Each summary view has a .plot() method that returns a matplotlib.Figure for quick visualization. Matplotlib is imported lazily -- it is only required when .plot() is called.

import qpx

ds = qpx.open("PXD014414/")

# Identification summary bar chart
fig = ds.identification_summary.plot()
fig.savefig("identifications.png")

# Run summary grouped bar chart
fig = ds.run_summary.plot(figsize=(14, 7))
fig.savefig("run_summary.png")

# QC metrics overview
fig = ds.qc_view.plot()
fig.savefig("qc_overview.png")

# Modification frequency (top 20 by PSM count)
fig = ds.modification_view.plot(top_n=20)
fig.savefig("modifications.png")

Customization

Each .plot() method accepts a figsize tuple. The ModificationView.plot() also accepts top_n to control how many modifications are shown. For more advanced customization, retrieve the data with .summary().to_df() and build your own plots.

Dataset Collections

For multi-dataset analysis, DatasetCollection registers multiple datasets in a single DuckDB engine. Each structure is indexed by dataset number (e.g., feature_0, feature_1).

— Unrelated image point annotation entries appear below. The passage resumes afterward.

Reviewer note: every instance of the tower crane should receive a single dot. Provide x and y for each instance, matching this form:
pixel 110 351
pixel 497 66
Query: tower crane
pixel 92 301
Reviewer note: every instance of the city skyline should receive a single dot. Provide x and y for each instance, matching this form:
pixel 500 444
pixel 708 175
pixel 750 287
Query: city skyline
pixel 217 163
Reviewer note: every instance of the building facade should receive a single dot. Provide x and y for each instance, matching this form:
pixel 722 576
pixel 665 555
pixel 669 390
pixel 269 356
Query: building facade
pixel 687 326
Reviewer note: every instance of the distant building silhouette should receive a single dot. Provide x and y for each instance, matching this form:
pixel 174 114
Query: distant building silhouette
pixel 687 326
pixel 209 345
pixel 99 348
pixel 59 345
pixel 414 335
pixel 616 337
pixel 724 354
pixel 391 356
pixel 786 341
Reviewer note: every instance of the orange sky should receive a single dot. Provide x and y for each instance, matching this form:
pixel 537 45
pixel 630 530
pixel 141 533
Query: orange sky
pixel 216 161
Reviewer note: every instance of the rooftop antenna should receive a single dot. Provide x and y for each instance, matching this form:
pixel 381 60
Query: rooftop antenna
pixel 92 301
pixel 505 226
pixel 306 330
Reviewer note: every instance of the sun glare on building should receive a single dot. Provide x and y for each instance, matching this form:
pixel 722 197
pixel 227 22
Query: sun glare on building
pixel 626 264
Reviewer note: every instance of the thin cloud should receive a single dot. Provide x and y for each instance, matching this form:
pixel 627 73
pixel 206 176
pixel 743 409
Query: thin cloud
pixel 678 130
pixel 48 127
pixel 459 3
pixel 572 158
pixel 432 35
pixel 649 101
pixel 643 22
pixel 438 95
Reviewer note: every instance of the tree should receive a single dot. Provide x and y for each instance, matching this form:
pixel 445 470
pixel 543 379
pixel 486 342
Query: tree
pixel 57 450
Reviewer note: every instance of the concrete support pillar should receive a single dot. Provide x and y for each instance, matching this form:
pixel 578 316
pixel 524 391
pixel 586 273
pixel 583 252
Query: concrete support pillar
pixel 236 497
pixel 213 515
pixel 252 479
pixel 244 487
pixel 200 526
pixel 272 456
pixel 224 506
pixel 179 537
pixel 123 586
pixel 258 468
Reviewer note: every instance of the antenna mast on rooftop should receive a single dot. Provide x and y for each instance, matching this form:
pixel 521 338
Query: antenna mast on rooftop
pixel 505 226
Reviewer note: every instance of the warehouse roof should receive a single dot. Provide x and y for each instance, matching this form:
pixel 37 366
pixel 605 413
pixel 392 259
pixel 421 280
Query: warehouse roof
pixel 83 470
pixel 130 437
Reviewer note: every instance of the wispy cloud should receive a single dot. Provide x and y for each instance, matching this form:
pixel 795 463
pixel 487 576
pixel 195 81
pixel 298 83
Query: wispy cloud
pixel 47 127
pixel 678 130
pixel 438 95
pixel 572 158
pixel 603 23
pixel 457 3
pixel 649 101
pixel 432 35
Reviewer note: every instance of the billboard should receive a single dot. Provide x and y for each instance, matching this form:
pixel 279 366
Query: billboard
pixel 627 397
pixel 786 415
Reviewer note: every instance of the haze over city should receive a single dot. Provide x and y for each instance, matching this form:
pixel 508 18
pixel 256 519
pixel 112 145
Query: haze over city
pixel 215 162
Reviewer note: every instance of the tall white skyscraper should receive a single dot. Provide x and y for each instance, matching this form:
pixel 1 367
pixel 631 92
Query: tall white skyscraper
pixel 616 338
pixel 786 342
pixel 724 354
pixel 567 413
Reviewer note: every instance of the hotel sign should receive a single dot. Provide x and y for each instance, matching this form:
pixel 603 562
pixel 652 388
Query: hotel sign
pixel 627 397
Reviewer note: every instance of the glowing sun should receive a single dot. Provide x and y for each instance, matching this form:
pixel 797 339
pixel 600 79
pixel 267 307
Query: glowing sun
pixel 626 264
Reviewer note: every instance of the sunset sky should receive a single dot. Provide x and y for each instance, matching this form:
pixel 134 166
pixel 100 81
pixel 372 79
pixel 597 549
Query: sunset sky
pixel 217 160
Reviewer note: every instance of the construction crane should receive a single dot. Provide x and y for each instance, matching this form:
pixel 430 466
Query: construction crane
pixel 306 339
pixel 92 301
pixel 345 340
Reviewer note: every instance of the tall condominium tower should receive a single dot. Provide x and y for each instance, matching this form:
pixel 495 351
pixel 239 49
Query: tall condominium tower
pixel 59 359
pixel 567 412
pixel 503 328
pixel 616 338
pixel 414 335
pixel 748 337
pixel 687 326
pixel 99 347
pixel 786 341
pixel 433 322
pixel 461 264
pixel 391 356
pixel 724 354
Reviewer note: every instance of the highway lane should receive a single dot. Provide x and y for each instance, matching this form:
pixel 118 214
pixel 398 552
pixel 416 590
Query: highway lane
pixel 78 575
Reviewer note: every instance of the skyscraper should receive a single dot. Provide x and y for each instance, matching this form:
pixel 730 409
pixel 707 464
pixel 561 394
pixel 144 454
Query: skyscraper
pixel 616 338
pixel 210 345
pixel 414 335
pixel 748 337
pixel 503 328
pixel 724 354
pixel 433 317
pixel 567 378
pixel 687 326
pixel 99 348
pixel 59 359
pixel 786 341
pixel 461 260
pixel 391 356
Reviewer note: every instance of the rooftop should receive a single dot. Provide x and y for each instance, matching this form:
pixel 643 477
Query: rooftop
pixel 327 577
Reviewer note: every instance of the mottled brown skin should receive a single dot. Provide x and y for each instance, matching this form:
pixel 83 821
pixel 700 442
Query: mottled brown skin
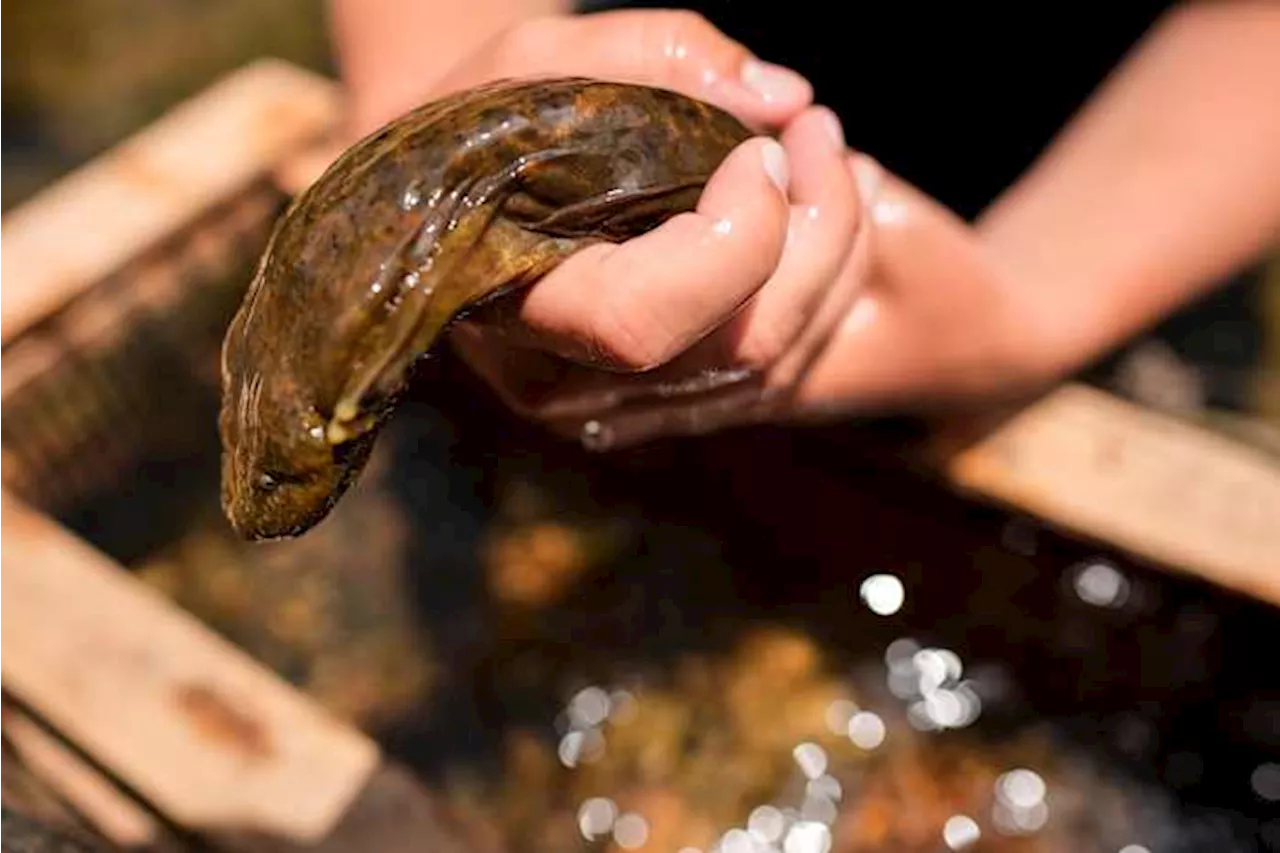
pixel 456 203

Virtual Mode (Cross-Dataset SQL)

import qpx

ds1 = qpx.open("PXD014414/")
ds2 = qpx.open("PXD016999/")

coll = qpx.DatasetCollection([ds1, ds2])

# Query across datasets using indexed table names
result = coll.sql("""
    SELECT 'PXD014414' AS dataset, COUNT(*) AS n_features FROM feature_0
    UNION ALL
    SELECT 'PXD016999' AS dataset, COUNT(*) AS n_features FROM feature_1
""")
print(result.to_df())

# See what structures are available per dataset
print(coll.structure_names)
# {0: ['feature', 'pg', 'sample', 'run', 'dataset'], 1: ['feature', 'pg', ...]}

Physical Merge

Merge matching structures from multiple datasets into a new directory. A source_dataset column is added to distinguish origins.

coll.merge("merged_output/", structures=["feature", "pg"])

# Open the merged dataset
merged = qpx.open("merged_output/")
df = merged.feature.to_df()
print(df["source_dataset"].value_counts())

Common structures only

When no structures argument is passed to merge(), only structures present in all datasets are merged.